Scenario 2: The consumer has the rights to GET the whole object, but only has the authority to update a subset of the fields

Example: A consumer can GET an Order, but only has rights to update the “comments” section.

This doesn't break a rule. This is talking about if they’re authorised to change a field, not if the change is valid (authorisation is not validation).

The consumer can PUT the object as normal – the XSD will validate that the submitted data is VALID. If the data is valid then the API needs to see if they've tried to do something they shouldn't (i.e. change a field they’re not allowed to) that’s not an XSD problem:
  • If an unauthorised change has been made, then return a code 403 – forbidden
  • If this is an authorised change then PUT is OK and return a standard response in the 2xx range.
This might be inefficient (comparing the whole object to ensure no unauthorised changes have been made, but it’s not unrestful and it keeps to the rules. To improve efficiency we might be better to spin up an OrderComments API with a PUT to allow this action to only change comments.

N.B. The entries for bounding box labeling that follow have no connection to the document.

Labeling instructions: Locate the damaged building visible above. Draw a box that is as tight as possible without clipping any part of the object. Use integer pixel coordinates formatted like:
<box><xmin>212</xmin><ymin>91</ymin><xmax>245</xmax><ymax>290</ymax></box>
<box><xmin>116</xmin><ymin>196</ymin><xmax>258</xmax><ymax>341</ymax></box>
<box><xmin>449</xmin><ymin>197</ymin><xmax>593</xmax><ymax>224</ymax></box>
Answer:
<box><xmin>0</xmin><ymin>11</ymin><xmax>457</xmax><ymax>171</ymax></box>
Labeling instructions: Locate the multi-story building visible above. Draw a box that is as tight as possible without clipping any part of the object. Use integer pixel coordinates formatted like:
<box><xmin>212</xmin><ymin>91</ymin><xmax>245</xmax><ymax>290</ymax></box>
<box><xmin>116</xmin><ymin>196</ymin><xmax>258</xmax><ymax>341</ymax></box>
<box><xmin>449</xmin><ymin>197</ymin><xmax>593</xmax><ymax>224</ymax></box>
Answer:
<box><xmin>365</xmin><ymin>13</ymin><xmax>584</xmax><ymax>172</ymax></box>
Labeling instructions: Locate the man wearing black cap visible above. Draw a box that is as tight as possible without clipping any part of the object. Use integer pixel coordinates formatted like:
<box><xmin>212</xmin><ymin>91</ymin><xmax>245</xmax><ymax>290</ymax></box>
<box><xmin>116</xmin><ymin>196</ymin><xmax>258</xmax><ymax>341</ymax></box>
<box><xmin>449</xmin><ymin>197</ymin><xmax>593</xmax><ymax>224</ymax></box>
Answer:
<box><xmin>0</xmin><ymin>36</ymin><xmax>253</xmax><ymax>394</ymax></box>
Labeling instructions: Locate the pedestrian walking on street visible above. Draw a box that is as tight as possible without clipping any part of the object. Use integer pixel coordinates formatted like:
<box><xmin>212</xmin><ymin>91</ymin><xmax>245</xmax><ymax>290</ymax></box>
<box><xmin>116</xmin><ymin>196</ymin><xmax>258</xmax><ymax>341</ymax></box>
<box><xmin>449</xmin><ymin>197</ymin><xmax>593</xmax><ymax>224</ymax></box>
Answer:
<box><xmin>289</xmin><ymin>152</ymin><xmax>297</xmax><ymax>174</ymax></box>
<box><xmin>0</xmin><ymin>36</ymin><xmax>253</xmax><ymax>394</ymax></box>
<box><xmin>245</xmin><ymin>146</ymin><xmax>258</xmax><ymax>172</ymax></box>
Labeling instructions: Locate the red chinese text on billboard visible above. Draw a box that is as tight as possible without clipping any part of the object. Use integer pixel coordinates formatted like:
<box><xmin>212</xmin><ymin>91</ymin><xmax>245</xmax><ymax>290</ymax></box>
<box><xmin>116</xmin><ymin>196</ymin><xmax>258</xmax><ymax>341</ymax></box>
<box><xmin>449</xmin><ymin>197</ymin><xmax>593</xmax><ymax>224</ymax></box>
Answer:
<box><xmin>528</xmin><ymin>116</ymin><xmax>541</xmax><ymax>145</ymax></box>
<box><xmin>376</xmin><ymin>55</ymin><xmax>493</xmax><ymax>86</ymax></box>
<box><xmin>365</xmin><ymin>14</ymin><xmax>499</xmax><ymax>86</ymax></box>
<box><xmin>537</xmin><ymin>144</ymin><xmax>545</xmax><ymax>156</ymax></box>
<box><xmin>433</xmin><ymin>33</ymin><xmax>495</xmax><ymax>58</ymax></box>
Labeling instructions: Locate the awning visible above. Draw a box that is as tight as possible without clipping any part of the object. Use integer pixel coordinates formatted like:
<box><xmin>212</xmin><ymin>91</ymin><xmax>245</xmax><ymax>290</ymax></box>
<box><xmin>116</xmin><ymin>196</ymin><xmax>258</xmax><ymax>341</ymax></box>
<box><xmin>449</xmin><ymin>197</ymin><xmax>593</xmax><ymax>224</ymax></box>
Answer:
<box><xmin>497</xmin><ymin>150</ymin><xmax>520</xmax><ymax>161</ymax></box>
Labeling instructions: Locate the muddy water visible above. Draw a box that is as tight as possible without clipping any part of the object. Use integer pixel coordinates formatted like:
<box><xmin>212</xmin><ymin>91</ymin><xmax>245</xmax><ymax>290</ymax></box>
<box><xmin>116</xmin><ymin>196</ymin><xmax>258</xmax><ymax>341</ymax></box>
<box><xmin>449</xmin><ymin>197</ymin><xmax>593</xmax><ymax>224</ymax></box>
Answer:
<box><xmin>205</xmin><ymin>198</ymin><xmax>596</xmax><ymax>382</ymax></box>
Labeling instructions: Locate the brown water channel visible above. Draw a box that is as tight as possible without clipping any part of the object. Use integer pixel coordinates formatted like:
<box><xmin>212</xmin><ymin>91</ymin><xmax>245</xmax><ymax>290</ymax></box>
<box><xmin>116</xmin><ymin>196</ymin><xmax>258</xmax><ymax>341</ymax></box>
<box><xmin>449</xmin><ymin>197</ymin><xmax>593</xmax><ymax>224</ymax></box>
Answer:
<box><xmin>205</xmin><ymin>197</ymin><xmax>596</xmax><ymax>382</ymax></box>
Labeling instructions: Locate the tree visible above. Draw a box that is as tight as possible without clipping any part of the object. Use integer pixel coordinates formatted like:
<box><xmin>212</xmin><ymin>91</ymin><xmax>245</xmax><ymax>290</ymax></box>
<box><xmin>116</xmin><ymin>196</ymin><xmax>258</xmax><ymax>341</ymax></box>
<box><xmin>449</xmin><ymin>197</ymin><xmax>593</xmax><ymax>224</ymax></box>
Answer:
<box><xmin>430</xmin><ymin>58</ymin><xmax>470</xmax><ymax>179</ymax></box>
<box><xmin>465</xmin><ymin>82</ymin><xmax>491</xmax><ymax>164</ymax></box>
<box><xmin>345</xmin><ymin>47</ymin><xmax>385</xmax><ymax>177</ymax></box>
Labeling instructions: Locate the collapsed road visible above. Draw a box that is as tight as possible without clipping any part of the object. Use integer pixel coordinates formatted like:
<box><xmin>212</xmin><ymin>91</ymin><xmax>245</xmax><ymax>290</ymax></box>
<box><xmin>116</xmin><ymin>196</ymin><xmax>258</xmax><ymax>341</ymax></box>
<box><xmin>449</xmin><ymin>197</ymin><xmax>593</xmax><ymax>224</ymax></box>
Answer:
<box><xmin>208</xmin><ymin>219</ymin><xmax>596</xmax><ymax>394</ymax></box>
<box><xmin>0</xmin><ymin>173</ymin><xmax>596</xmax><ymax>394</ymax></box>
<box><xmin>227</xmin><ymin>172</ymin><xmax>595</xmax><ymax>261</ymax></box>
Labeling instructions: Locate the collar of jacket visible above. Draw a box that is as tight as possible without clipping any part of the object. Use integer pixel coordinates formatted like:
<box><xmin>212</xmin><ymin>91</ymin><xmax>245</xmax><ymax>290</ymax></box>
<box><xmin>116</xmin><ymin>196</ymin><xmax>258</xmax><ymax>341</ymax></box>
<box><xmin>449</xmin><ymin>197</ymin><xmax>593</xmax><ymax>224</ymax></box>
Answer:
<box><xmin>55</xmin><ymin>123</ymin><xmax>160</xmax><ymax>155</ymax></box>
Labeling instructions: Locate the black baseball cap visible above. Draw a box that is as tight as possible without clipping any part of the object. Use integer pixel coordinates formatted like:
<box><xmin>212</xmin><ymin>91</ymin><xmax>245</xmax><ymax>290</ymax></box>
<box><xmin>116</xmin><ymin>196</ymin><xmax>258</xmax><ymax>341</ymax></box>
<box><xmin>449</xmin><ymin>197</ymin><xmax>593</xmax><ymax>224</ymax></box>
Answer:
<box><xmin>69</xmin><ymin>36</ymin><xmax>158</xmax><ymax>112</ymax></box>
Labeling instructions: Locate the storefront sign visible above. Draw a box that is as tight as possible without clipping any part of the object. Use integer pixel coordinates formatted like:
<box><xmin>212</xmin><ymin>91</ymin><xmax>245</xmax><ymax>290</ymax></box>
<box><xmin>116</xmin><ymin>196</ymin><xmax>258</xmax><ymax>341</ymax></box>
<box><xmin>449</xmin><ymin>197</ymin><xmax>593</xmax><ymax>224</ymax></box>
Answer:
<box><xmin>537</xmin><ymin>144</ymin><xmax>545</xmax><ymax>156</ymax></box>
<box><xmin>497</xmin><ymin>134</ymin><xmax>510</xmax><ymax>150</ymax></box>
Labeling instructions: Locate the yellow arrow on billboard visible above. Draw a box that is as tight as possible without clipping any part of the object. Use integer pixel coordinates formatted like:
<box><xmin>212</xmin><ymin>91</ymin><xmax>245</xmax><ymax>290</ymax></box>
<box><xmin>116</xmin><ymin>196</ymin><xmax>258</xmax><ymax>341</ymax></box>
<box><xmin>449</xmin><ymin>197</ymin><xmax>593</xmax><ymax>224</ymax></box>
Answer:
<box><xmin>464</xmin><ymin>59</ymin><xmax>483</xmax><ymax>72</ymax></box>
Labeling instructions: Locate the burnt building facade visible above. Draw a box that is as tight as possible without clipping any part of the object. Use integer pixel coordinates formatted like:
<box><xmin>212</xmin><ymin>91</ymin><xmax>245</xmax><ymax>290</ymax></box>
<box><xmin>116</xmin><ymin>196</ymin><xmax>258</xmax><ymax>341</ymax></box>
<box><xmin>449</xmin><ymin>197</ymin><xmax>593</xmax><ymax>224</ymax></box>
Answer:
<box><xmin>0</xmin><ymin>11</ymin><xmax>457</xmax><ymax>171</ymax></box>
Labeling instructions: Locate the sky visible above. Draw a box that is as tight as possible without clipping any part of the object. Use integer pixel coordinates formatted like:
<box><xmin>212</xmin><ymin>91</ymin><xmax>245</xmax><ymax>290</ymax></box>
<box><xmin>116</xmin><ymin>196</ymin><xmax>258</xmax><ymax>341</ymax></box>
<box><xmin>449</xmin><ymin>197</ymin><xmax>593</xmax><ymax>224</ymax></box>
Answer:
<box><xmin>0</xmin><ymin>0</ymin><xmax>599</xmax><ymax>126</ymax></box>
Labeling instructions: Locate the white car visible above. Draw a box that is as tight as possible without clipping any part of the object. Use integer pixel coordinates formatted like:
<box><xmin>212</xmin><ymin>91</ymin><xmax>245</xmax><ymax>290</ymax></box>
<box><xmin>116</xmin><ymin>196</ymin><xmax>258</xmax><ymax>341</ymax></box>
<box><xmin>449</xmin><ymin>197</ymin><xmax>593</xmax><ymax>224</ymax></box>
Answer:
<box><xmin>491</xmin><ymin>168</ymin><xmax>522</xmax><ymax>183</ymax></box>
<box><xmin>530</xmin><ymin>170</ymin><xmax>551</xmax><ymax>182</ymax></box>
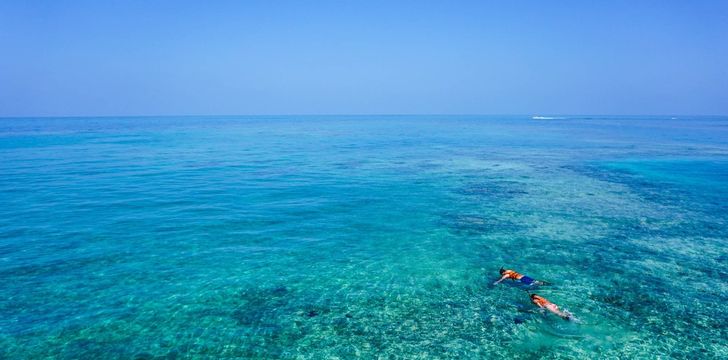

Scenario 3: Consumer doesn't have access to view every part of an object (some are obscured/removed based on their profile), but wishes to PUT.

Example 1: Depending on profile some consumers see a customer’s phone number, others see 07**********12

This doesn't break a rule, and is just another form of Scenario 2 – the consumer doesn't have rights to change this field, so they just pass back the masked phone number.

Example 2: Depending on profile some consumers see an Order’s payment information, for other consumers it is omitted entirely (e.g. what happens with Mashery Response Filters).

In order for the message to validate against the XSD, the fields which were removed cannot be mandatory – otherwise the GET would fail its own XSD (which would obviously be bad).

As long as a value of the PUT contains what was in the GET then the consumer isn't breaking Rule 1 and from their point of view they're passing back the whole object, so they're not breaking Rule 2 either. As with Scenario 2, the responsibility is with the API to manage. This could also be inefficient and is possibly a bad idea, but the issue is with API design and not with the validation.

Conclusion

As far as I can tell XSD is perfectly doable with Rest so long as certain rules are followed. Within these constraints, and with good API design, we can both document and validate our payloads using XSD. There are some use cases where we push these rules, but I've not yet found a scenario under which the rules break. 

If anyone would like to feed back any comments I'd be glad to hear them.